Inhibition Mechanism of EMIM-Cl to Methane Gas Hydrate by Molecular Dynamics Simulation

GZ Xin and N Xu and HW Li and FL Yin and YQ Qi and SQ Li and XY Su and Y Chen and BJ Sun, ENERGIES, 15, 7928 (2022).

DOI: 10.3390/en15217928

Deep-water gas well testing is a key technology for obtaining reservoir production and physical property parameters. However, gas hydrates could easily form and cause blockage in the low-temperature and high-pressure environment on the seafloor. Therefore, it is extremely important to inhibit hydrate growth in deep-water operations.

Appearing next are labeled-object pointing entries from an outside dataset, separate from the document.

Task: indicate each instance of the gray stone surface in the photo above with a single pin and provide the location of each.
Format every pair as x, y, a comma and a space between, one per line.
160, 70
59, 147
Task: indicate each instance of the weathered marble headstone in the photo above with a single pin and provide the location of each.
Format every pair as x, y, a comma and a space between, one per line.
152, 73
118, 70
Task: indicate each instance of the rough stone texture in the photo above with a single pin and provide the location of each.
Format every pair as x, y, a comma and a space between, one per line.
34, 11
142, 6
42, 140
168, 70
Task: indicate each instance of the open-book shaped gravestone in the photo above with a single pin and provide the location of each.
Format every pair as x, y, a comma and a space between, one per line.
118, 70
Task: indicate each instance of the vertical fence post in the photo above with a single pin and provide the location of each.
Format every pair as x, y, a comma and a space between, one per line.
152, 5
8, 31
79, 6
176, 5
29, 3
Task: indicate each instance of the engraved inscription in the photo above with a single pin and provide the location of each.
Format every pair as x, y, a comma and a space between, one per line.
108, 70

Ionic liquid is a type of hydrate inhibitor with both thermodynamic and kinetic effects. However, its intrinsic inhibiting mechanism is still unclear. By using molecular dynamics simulation, the growth process of methane hydrate in the 1-ethyl-3-methylimidazole chloride (EMIM-Cl)-containing system at the pressure of 15 MPa and temperature of 273.15 K was studied. The system energy and angular order parameters (AOP) were extracted as the evaluation indicators. It was found that the time for the complete growth of methane hydrate in the EMIM-Cl-containing system was about 10 ns, longer than that in the pure water, indicating that EMIM-Cl showed an obvious inhibition effect to hydrate growth. The results also implied that the joint action of hydrogen bond and steric hindrance might be the inhibition mechanism of EMIM-Cl. Some six-membered rings in hydrate crystal large cage structures evolved from five-membered rings under the effect of EMIM, which partly contributed to the delay of hydrate formation.